Winkler Prins Encyclopedie

E. de Bruyne, G.B.J. Hiltermann en H.R. Hoetink (1947)

Gepubliceerd op 18-10-2023

WATERVLOOIEN

betekenis & definitie

(Cladocera, vb. Daphnia) vormen een planktonische, in het zoetwater levende onderorde van de orde der bladpootkreeften, bij welke de carapax (z schaaldieren) een 2-kleppige schaal vormt, die de kop niet insluit. De gepaarde ogen zijn vergroeid; bovendien is er een Naupliusoog (z schaaldieren).

De 2de antennen zijn lange splijtpoten (roeiorganen). De romppoten vormen met hun sterke borstels een belangrijk filtreerapparaat, dat water laat afvloeien en kleine voedseldeeltjes en detritus naar de mond voert. Tussen de rugzijde van de romp en de carapax is een broedruimte ingesloten. Er is generatiewisseling.
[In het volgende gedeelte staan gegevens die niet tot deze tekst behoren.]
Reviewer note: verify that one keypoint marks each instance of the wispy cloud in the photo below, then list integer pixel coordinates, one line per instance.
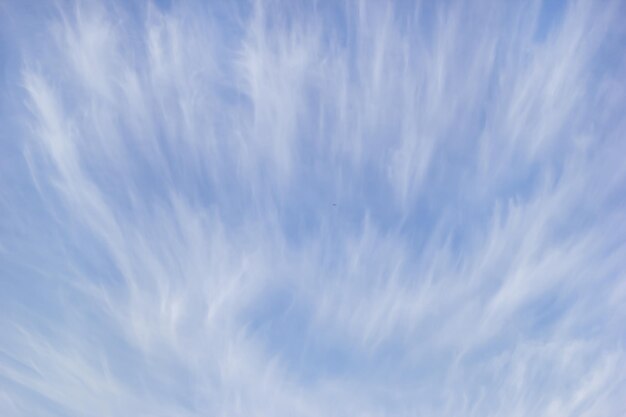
(336, 208)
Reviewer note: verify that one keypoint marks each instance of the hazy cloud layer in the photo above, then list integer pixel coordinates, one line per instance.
(332, 208)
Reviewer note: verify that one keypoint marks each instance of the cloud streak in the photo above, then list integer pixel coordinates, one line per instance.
(340, 208)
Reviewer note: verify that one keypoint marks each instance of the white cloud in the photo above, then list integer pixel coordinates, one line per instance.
(327, 209)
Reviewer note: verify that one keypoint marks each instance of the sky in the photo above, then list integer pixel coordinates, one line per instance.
(312, 208)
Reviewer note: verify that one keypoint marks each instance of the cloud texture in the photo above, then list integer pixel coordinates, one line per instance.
(327, 208)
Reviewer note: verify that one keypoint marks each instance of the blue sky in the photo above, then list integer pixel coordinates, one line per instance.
(329, 208)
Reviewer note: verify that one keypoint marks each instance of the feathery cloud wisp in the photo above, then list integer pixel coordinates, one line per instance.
(341, 208)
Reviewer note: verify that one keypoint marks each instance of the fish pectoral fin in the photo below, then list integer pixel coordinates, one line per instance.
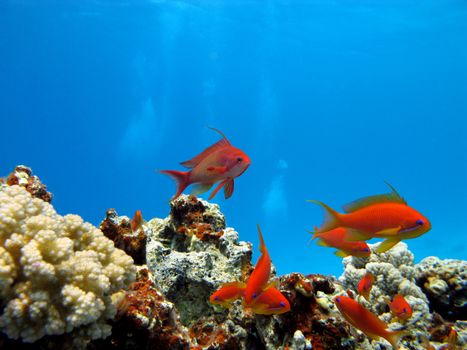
(219, 186)
(228, 189)
(355, 235)
(217, 169)
(341, 253)
(322, 243)
(389, 231)
(386, 245)
(200, 188)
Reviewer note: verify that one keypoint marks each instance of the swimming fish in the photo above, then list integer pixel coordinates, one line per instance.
(452, 339)
(364, 320)
(228, 293)
(365, 284)
(260, 276)
(384, 216)
(137, 221)
(270, 302)
(220, 163)
(338, 238)
(400, 307)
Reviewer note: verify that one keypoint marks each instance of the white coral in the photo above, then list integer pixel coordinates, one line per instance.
(57, 273)
(394, 273)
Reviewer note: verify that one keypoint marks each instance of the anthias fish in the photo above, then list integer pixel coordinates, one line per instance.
(137, 221)
(400, 308)
(270, 302)
(364, 320)
(365, 285)
(385, 216)
(228, 293)
(338, 238)
(219, 163)
(260, 276)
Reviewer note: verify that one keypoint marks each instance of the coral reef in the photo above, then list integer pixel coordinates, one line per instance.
(191, 253)
(396, 272)
(22, 176)
(118, 229)
(445, 284)
(57, 273)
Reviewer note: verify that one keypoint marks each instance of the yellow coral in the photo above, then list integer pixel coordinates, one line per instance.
(57, 273)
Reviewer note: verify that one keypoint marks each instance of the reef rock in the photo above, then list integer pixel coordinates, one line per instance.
(445, 284)
(191, 254)
(395, 274)
(57, 273)
(22, 176)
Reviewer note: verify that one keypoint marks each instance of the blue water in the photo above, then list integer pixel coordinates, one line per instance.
(328, 98)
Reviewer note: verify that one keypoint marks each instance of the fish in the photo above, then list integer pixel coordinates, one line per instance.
(399, 307)
(137, 221)
(270, 302)
(364, 320)
(365, 284)
(338, 238)
(260, 276)
(379, 216)
(220, 163)
(227, 293)
(452, 340)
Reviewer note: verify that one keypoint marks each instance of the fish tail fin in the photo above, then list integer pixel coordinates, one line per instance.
(331, 217)
(395, 337)
(182, 179)
(262, 246)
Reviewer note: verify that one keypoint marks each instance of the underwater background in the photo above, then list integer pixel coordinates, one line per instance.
(328, 98)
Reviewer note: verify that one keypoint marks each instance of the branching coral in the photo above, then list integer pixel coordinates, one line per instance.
(57, 273)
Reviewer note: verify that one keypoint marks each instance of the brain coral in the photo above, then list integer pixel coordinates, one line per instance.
(57, 273)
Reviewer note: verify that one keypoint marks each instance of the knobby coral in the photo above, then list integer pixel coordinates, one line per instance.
(57, 273)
In de broedruimte van het wijfje ontwikkelen zich departhenogenetische (z parthenogenesis), dunwandige zomereieren, waaruit eerst weer parthenogenetische wijfjes, ten slotte mannetjes en wijfjes ontstaan. Ook de bevruchte eieren (met dikke schaal) ontwikkelen zich in de broedruimte. Uit deze eieren komen het volgend voorjaar de zich parthenogenetisch voortplantende wijfjes.De watervlooien zijn meer of minder doorschijnend, maar in de lente soms rood van kleur; zij kleuren dan de sloten en vijvers, waarin zij leven. Zij vormen een belangrijk voedsel voor jonge vissen.